Há um modo de viver que gere esta bolha de entusiasmos, falsas especialidades, efemeridade com o inexplicável? O mundo existe, está lá, é real e nós sujeitos, nos dirigimos à ele e o apreendemos, intencionalmente, com a consciência de fazer algo a que nos propomos em nossa relação com este mundo de agora, aos comportamentos usuais e aos objetos que a este mundo pertencem. E por incrível que pareça, apesar das críticas, não há nada de errado nisso. As coisas são o que são. Resta saber o quão pertinente é o nosso comportamento, quão real e consciente, e de acordo com as circunstâncias que acreditamos. Consciência essa, que nos revela a ação que abraça a nossa procura.

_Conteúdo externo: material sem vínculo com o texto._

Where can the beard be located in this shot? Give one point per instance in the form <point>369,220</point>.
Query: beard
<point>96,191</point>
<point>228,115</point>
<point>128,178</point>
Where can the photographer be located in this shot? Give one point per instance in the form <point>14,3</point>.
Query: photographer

Em tempos de alter-egos e o autoreconhecimento de sí mesmo (a tal busca do quem sou, porque estou aqui, o que quero deixar para o mundo), nos resta achar esse ponto de mutação, onde paramos de procurar e começamos a agir, de acordo com a nossa essência. O mundo compartilhado que nos é contemporâneo acaba se traduzindo por intensas intersubjetividades, onde sujeitos partilham possibilidades de comunicação, coparticipam vivências, comutam idéias, intencionalidades, crenças. O cotidiano efêmero, a dor, traumas e medos, situações “fora da caixinha da normalidade” são os temas mais valorizados (inclusive nos trabalhos autorais em fotografia que vejo atualmente, premiados, inclusive!). O quintal da nossa casa, deixou de ser apenas o quintal e virou peça de arte.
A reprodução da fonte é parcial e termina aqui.